День был тихим, странно тихим — ни обстрелов, ни бомбежек. Может, у немцев какой-то праздник и они объявили перекур?
Когда в буржуйке догорела последняя книга и лицо Борисова обрело мучительное выражение, будто он собирался умирать, Светлана всхлипнула, достала из кармана листок бумаги и зажала в руке. Борисов поднялся на ноги, качнулся — слаб был и голоден, постоял немного, словно бы удерживал равновесие или искал в воздухе точку опоры, пошел к стеллажу, снял очередной том, бросил в печушку, поморщился от мысли, что уже пошли книги из нужного ряда, скоро останется один только ряд — заветный, из которого тома брать нельзя, но и этот запрет, видать, придется нарушить, — легкую, бумажной толщины дверцу — наверное, скоро железо прогорит — придержал другой книгой.
— Ты где работаешь? — спросил он Светлану.
— В детском саду.
— Не плачь, чего плачешь? Плакать уже поздно, ты жива — и это главное. Не надо расходовать слезы. Не разводи мокроту!
— Вот, — сказала Светлана и разжала руку.
Листок, что выпал из ее ладони, был выдран из школьной тетрадки «в арифметику». Край листка был загнут.
— Что это? — Борисов неловко, боком, как-то по-крабьи — у него неожиданно возникло чувство смущения, приблизился к листку, поднял его с пола, развернул.

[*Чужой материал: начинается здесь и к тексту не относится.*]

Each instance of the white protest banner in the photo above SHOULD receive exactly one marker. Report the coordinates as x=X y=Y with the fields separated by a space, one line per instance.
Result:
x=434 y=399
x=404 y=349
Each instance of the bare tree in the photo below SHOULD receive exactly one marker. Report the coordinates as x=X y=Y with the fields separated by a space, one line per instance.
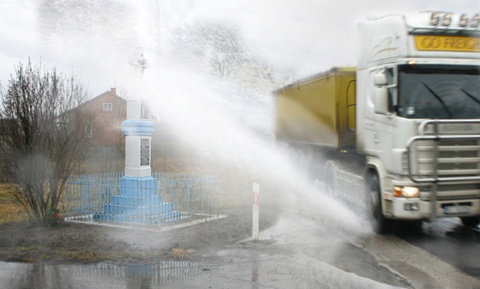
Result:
x=44 y=139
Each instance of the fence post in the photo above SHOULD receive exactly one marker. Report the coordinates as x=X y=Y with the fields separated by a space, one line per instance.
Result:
x=255 y=211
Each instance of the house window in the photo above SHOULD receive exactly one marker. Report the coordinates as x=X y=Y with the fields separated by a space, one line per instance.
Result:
x=107 y=107
x=88 y=130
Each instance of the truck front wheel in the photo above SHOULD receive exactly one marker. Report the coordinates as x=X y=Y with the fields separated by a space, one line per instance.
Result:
x=374 y=205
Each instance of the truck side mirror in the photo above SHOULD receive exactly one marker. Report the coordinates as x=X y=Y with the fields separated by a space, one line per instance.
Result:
x=380 y=79
x=380 y=100
x=380 y=93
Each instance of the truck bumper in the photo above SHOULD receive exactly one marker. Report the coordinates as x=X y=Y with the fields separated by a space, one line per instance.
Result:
x=417 y=209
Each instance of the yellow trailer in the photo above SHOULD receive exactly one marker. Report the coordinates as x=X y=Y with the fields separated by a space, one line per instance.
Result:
x=319 y=110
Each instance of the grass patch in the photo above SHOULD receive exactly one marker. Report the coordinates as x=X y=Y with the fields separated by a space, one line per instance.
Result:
x=85 y=256
x=181 y=252
x=10 y=209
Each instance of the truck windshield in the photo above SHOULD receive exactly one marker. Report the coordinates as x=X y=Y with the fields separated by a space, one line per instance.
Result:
x=438 y=91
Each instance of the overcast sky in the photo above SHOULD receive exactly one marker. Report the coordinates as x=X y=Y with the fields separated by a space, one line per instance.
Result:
x=306 y=36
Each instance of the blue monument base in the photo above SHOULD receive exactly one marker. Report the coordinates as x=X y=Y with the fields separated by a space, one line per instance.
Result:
x=138 y=202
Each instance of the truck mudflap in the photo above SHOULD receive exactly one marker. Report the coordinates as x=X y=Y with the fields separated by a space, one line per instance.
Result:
x=446 y=151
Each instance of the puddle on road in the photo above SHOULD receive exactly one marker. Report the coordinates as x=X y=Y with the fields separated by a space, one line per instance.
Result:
x=19 y=276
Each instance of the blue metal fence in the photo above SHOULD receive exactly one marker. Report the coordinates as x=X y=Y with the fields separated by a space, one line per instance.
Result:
x=162 y=198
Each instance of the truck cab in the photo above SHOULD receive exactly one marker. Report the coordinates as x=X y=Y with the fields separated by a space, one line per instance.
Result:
x=418 y=116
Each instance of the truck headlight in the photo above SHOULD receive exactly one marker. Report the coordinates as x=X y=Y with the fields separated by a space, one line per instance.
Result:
x=406 y=192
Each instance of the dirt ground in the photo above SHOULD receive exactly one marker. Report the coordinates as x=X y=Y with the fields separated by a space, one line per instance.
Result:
x=71 y=243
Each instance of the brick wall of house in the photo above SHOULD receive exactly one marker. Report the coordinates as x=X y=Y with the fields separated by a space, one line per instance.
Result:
x=109 y=112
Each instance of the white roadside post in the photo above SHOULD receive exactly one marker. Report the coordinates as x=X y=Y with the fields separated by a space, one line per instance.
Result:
x=255 y=211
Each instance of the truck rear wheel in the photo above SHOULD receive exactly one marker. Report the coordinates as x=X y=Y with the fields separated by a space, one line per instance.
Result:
x=470 y=221
x=380 y=224
x=330 y=179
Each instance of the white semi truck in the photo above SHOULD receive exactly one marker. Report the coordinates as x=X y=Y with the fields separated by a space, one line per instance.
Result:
x=408 y=116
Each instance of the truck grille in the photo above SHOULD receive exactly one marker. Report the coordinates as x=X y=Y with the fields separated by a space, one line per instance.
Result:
x=445 y=155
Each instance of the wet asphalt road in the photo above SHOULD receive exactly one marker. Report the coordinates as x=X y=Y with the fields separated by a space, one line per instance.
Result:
x=295 y=253
x=448 y=240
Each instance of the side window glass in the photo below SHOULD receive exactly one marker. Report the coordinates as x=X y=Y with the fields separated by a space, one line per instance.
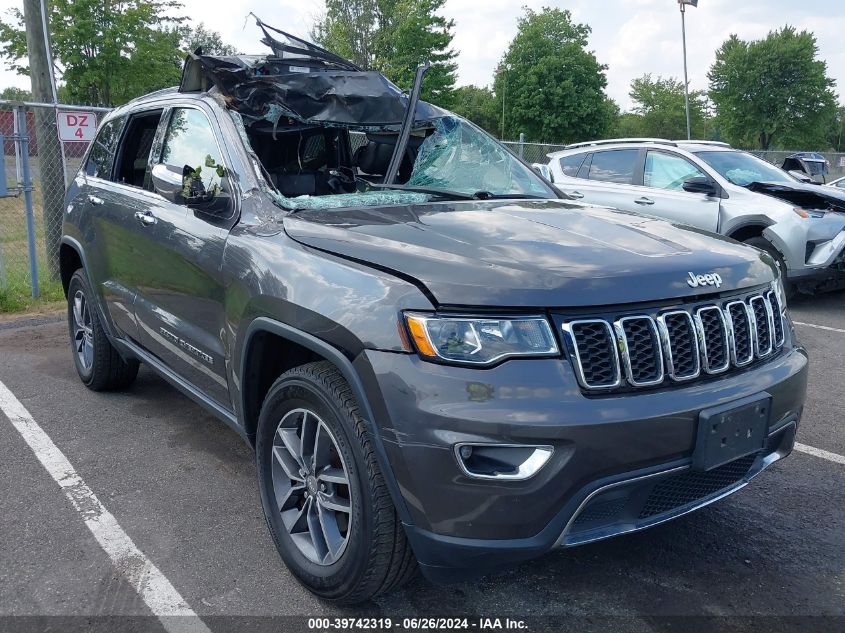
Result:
x=584 y=170
x=101 y=157
x=191 y=151
x=133 y=161
x=615 y=166
x=570 y=165
x=665 y=171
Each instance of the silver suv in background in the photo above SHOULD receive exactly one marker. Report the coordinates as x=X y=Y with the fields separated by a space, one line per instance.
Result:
x=714 y=187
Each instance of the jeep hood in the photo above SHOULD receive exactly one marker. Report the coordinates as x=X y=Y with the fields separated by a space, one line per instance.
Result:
x=804 y=195
x=542 y=254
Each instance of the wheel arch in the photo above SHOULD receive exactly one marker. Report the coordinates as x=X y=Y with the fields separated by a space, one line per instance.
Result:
x=747 y=231
x=302 y=347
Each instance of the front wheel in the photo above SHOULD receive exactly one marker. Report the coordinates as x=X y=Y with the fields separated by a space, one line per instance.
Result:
x=322 y=490
x=99 y=365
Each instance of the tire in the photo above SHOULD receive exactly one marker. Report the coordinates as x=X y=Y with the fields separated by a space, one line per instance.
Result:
x=765 y=245
x=97 y=362
x=375 y=556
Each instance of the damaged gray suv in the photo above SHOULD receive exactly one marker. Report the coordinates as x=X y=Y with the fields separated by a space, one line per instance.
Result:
x=442 y=362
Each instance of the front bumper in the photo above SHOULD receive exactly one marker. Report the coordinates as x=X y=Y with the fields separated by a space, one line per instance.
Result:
x=611 y=453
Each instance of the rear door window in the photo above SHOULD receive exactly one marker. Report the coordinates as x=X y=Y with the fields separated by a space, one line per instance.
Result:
x=570 y=165
x=615 y=166
x=191 y=150
x=101 y=157
x=133 y=160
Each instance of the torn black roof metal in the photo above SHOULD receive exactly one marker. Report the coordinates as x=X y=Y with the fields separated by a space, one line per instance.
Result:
x=303 y=82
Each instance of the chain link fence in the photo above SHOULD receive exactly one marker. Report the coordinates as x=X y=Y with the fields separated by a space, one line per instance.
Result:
x=29 y=263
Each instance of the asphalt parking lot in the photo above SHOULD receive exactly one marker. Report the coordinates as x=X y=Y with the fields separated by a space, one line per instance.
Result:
x=182 y=486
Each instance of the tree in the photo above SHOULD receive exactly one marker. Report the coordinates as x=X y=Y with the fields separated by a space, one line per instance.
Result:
x=106 y=52
x=773 y=90
x=479 y=105
x=551 y=85
x=660 y=105
x=393 y=37
x=211 y=42
x=15 y=94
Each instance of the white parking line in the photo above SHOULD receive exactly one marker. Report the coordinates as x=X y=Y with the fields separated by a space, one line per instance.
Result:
x=820 y=327
x=156 y=591
x=817 y=452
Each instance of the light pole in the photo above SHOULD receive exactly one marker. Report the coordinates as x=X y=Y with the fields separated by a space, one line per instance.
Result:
x=505 y=70
x=683 y=6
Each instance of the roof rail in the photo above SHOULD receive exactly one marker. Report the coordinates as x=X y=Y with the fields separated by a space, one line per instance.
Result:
x=696 y=142
x=613 y=141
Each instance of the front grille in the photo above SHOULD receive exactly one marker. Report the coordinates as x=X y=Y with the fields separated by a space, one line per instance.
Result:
x=644 y=350
x=681 y=490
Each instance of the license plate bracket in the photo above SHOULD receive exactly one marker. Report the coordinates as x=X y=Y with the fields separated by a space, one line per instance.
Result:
x=732 y=431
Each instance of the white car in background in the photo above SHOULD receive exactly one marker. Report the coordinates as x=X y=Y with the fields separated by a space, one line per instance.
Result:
x=711 y=186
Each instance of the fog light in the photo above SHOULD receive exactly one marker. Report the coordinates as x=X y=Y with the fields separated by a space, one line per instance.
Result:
x=510 y=462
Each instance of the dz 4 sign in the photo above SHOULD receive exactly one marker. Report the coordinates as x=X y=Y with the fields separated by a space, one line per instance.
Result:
x=76 y=126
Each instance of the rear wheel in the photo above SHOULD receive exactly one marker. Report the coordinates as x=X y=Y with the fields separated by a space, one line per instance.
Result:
x=324 y=497
x=97 y=362
x=765 y=245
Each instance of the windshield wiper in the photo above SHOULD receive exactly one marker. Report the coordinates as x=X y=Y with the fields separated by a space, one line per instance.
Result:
x=435 y=191
x=460 y=195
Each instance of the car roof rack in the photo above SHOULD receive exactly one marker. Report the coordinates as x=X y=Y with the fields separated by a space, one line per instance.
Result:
x=704 y=142
x=614 y=141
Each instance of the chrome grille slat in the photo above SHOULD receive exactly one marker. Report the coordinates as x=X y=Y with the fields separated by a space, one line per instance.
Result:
x=645 y=350
x=777 y=314
x=680 y=345
x=713 y=336
x=740 y=322
x=763 y=325
x=642 y=356
x=586 y=337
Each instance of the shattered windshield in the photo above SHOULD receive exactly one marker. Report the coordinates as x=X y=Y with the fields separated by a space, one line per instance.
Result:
x=449 y=158
x=460 y=157
x=742 y=169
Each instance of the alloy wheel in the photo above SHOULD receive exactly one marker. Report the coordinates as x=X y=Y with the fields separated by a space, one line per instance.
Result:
x=311 y=486
x=83 y=333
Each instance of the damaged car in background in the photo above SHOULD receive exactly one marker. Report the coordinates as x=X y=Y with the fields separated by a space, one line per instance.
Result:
x=711 y=186
x=442 y=362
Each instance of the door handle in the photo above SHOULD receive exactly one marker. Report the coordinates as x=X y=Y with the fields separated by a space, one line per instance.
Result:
x=146 y=218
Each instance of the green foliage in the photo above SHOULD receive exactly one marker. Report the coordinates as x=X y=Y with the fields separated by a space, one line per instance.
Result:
x=659 y=104
x=479 y=105
x=15 y=94
x=393 y=37
x=210 y=42
x=773 y=91
x=108 y=52
x=553 y=87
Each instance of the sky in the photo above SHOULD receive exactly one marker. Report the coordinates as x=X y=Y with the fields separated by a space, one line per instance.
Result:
x=632 y=37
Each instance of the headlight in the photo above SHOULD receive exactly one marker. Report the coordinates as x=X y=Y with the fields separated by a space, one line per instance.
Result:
x=480 y=341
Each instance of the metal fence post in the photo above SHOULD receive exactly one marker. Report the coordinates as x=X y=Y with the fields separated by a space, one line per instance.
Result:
x=23 y=139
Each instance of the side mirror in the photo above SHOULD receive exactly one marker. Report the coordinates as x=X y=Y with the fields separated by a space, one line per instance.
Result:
x=701 y=184
x=166 y=182
x=800 y=175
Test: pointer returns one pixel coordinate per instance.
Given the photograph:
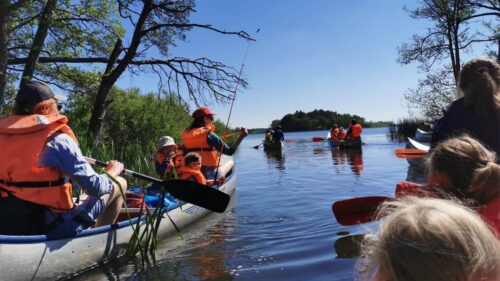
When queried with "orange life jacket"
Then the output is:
(22, 139)
(341, 134)
(186, 173)
(355, 131)
(195, 140)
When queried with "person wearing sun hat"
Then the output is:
(36, 197)
(165, 152)
(200, 137)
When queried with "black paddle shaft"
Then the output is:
(189, 191)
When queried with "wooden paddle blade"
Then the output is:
(198, 194)
(357, 210)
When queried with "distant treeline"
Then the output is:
(320, 120)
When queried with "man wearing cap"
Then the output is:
(165, 152)
(39, 153)
(200, 137)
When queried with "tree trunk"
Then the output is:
(4, 39)
(39, 41)
(111, 75)
(101, 102)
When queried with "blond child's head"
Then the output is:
(193, 161)
(465, 168)
(430, 239)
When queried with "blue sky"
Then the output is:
(323, 54)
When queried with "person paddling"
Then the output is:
(354, 132)
(477, 113)
(200, 137)
(464, 168)
(39, 155)
(278, 134)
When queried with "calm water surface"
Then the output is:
(280, 224)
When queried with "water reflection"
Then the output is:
(352, 156)
(210, 259)
(275, 157)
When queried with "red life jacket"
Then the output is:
(186, 173)
(22, 139)
(341, 134)
(355, 131)
(195, 140)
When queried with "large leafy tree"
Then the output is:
(456, 26)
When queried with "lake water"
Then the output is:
(280, 224)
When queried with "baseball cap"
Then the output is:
(33, 92)
(202, 111)
(164, 141)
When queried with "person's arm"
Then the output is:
(63, 154)
(216, 142)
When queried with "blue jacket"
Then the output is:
(459, 119)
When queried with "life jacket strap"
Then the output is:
(34, 184)
(200, 149)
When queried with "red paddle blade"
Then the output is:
(410, 153)
(357, 210)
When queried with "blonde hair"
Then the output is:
(430, 239)
(470, 167)
(480, 84)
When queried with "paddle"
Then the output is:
(257, 146)
(357, 210)
(410, 153)
(317, 139)
(188, 191)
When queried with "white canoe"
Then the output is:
(37, 258)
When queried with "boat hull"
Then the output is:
(36, 258)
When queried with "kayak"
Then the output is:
(418, 163)
(273, 145)
(38, 258)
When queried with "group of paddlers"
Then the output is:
(353, 132)
(41, 163)
(274, 136)
(445, 230)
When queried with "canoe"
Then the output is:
(37, 258)
(273, 145)
(417, 163)
(346, 144)
(423, 136)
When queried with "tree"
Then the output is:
(442, 47)
(432, 94)
(156, 26)
(450, 34)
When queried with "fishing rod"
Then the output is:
(232, 102)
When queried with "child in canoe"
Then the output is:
(430, 239)
(192, 169)
(463, 168)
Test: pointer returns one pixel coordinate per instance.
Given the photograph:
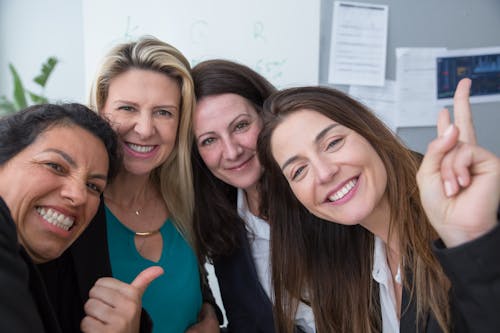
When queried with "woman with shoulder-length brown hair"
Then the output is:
(231, 229)
(327, 154)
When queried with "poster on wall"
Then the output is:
(280, 42)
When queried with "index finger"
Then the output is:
(145, 277)
(462, 112)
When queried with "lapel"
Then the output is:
(40, 296)
(90, 253)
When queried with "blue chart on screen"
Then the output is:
(483, 70)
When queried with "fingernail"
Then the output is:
(448, 189)
(448, 130)
(461, 181)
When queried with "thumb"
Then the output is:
(438, 149)
(144, 278)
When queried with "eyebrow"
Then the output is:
(123, 101)
(318, 138)
(235, 120)
(72, 162)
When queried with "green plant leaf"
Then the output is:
(19, 92)
(6, 106)
(37, 99)
(45, 72)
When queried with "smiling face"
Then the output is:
(143, 107)
(52, 188)
(226, 128)
(333, 171)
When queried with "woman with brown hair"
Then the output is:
(327, 154)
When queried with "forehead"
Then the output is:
(135, 81)
(219, 110)
(73, 140)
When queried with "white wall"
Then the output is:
(30, 32)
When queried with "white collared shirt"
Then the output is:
(259, 237)
(382, 275)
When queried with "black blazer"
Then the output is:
(70, 277)
(248, 308)
(474, 272)
(24, 304)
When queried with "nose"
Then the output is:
(75, 191)
(232, 149)
(324, 170)
(144, 125)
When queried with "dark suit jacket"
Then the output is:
(70, 277)
(474, 271)
(248, 309)
(24, 304)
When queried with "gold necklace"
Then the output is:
(146, 233)
(137, 211)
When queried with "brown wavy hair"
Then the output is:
(347, 275)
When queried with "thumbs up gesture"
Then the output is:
(459, 181)
(115, 306)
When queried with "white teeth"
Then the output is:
(59, 220)
(343, 191)
(140, 149)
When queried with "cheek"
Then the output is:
(209, 156)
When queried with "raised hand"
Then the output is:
(459, 181)
(115, 306)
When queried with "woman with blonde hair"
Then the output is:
(144, 89)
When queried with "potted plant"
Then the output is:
(21, 95)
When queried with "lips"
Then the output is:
(56, 218)
(241, 165)
(343, 191)
(140, 148)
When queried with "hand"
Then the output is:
(207, 321)
(115, 306)
(459, 182)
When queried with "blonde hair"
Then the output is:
(174, 177)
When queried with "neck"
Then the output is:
(253, 199)
(129, 190)
(378, 223)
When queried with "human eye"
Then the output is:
(241, 125)
(164, 113)
(95, 188)
(296, 173)
(55, 167)
(334, 144)
(207, 141)
(127, 108)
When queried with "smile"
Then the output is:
(240, 166)
(343, 191)
(55, 218)
(139, 148)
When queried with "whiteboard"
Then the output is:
(279, 39)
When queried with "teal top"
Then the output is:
(174, 299)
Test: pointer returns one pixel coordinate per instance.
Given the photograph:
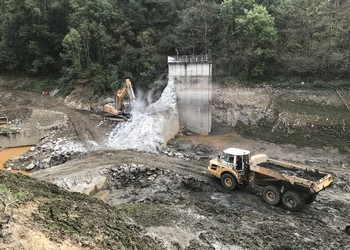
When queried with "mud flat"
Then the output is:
(24, 138)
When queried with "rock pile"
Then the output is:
(139, 183)
(48, 154)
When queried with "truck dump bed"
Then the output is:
(310, 180)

Это был детский рисунок, сделанный человечком, который еще только научился ходить, но не научился мыслить, разбираться, что такое хорошо и что такое плохо, научился голодать, но не научился вволю есть. Рисунок был сделан дрожащим слабым карандашом и ни на что не был похож, он рассказывал обо всем сразу и ни о чем конкретно. Неровные каракули кудрявились по краю листка, заваливались за него, потом, наоборот, отступая, залезали на середину. А в свободной середине был нарисован овал, похожий на звенцо от цепи.
— Странное изображение, — сказал Борисов. — Кандинский… Малевич. Абстракция?
— Нет, очень предметный рисунок. — Светлана всхлипнула.
— Кто его сделал?
— Ребенок из моей группы. Шурик Игнатьев. — Голос Светланы отдалился, стал бесцветным — ни красок в нем, ни теней, ни света, это был чужой, вообще не принадлежавший человеку голос. — Шурику Игнатьеву, когда он сделал этот рисунок, исполнилось три года.
«Почему в прошедшем времени?» — хотел было спросить Борисов, но сдержался, в горле набухла затычка, он виновато отвел глаза в сторону. Чего спрашивать — и без расспросов понятно, что этого мальчишки уже нет в живых.
— Странный какой рисунок, — только проговорил он.
— Я спросила у Шурика, что обозначают вот эти вот каракули, — девушка показала на неряшливые карандашные завитки, — оказалось, это нарисован дым. Первое, что начинают рисовать все дети, — дым. Дым изображать проще всего. — Светлана опустила голову, во рту у нее забилась звонкая стеклистая горошина, Борисов сжал крепко губы, тоже нагнул голову, Светлана заплакала, но вскоре утихла, сил на слезы у нее не было. — Крути и крути себе кудряшки; как ни накрутишь — все равно да получится, потом ребенок к дыму пририсовывает трубу — получается дом либо пароход. Шурик ответил более точно, чем я предполагала, он ответил, что это война. — Она поджала губы и прошептала: — Война!